Страх! Он снова заставил Джиллиан похолодеть от ужаса. Джиллиан едва могла припомнить время, когда не ощущала страха. Разве что одно воспоминание – смутное, далекое, из того почти забытого времени, когда ее, еще кроху, подбрасывал в воздух большой и крепкий человек, лица которого она, как ни силилась, не могла припомнить, только низкий, чуть хрипловатый, теплый голос. А когда она начинала визжать от восторга, сильные руки прижимали ее к груди, и тот же глубокий голос шептал ей нежные слова… Но это было давно. А потом наступил кромешный ад, и в своих более свежих воспоминаниях Джиллиан видела себя, старающейся вжаться в угол и спрятаться при появлении мужчины.

Кто-то сказал ей – это тоже было давно, вскоре после того, как тот большой и сильный человек ушел из ее жизни, – что терпение и смирение помогают преодолеть страх земных страданий. Она частенько успокаивала себя этой мыслью, особенно когда терпела издевательства и побои тех, с кем ей приходилось жить теперь. Возможно, если бы страх оставался неизменным, она смогла бы со временем привыкнуть к нему, притерпеться.
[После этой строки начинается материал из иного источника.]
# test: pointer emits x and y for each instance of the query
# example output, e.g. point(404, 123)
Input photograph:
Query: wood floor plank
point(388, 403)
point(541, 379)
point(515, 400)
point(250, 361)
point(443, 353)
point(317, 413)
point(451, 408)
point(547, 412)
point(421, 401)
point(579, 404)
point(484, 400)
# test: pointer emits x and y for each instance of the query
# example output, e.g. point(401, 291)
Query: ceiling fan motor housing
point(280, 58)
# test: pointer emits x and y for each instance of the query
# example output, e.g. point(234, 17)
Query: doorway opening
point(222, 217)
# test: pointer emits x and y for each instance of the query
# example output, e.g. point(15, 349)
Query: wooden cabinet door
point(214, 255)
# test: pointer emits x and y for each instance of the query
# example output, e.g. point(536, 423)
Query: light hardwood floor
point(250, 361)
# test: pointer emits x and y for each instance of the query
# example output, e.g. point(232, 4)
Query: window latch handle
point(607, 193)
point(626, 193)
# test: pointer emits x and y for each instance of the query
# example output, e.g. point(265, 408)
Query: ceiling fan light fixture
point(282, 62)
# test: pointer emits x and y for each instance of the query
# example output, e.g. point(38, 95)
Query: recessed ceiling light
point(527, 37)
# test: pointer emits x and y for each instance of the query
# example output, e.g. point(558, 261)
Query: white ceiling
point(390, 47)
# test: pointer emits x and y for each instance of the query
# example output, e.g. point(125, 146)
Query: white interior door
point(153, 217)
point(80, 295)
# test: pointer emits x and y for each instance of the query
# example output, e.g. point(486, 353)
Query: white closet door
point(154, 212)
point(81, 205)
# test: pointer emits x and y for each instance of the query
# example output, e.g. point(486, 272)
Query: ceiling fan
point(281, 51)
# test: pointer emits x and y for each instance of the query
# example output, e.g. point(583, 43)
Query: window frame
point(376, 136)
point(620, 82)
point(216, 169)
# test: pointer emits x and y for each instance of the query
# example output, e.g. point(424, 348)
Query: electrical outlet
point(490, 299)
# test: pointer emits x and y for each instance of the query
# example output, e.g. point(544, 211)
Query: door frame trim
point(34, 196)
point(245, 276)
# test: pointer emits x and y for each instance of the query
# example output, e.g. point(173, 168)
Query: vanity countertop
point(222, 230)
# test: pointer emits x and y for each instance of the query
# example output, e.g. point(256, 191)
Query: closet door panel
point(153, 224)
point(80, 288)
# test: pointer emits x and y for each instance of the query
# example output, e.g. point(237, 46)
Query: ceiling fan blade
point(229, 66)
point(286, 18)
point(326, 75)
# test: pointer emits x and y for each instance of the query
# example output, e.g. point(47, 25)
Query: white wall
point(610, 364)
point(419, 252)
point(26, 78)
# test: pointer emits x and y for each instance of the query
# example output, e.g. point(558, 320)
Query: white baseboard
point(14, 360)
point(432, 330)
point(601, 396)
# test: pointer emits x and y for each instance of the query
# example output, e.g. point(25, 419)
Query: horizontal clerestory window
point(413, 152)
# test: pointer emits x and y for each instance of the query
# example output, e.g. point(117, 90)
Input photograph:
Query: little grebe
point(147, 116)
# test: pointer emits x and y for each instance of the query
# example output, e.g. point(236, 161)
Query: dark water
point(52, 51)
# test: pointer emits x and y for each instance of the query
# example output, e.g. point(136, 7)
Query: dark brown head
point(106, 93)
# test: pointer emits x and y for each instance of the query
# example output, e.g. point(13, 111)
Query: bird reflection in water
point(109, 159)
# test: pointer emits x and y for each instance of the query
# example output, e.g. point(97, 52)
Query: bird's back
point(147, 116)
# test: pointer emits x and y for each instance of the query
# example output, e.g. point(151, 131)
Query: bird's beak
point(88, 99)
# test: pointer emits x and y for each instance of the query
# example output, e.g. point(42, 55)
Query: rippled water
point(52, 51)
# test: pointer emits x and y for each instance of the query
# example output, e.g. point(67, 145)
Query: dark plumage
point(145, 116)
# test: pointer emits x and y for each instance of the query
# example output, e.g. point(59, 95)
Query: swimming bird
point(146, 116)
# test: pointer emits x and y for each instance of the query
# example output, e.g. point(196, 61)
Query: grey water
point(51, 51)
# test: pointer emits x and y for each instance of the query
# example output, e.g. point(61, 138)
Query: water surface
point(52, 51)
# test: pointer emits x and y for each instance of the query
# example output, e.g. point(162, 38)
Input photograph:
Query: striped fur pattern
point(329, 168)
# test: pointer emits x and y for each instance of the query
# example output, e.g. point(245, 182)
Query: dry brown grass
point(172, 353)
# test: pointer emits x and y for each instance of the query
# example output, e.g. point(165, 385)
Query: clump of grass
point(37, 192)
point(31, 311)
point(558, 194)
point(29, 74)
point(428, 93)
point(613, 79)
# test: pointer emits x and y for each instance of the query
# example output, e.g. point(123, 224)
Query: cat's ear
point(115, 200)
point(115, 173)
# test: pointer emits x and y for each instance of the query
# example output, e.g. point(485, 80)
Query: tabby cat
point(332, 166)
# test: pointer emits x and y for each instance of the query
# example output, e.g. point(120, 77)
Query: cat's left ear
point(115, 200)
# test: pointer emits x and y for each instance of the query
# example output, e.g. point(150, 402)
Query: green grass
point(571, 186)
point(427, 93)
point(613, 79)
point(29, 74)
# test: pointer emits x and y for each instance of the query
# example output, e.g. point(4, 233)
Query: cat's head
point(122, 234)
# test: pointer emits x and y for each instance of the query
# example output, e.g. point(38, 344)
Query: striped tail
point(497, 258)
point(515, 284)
Но он вновь и вновь возвращался, и его обличье становилось раз от разу отвратительнее, он обжигал ее маленькое сердечко таким холодом, что не раз Джиллиан казалось, что душа не выдержит ада страданий, а сердце, изнывающее болью, разорвется. Страх постоянно менялся, и каждая перемена разжигала его с новой силой, так что Джиллиан снова и снова была вынуждена искать средство, чтобы успокоиться. Но по этой же причине и не могла смириться. Большей частью ей удавалось спрятаться от него – не полностью, всегда не до конца, но все-таки оттеснить призраки, наступавшие из тьмы ее нынешнего существования.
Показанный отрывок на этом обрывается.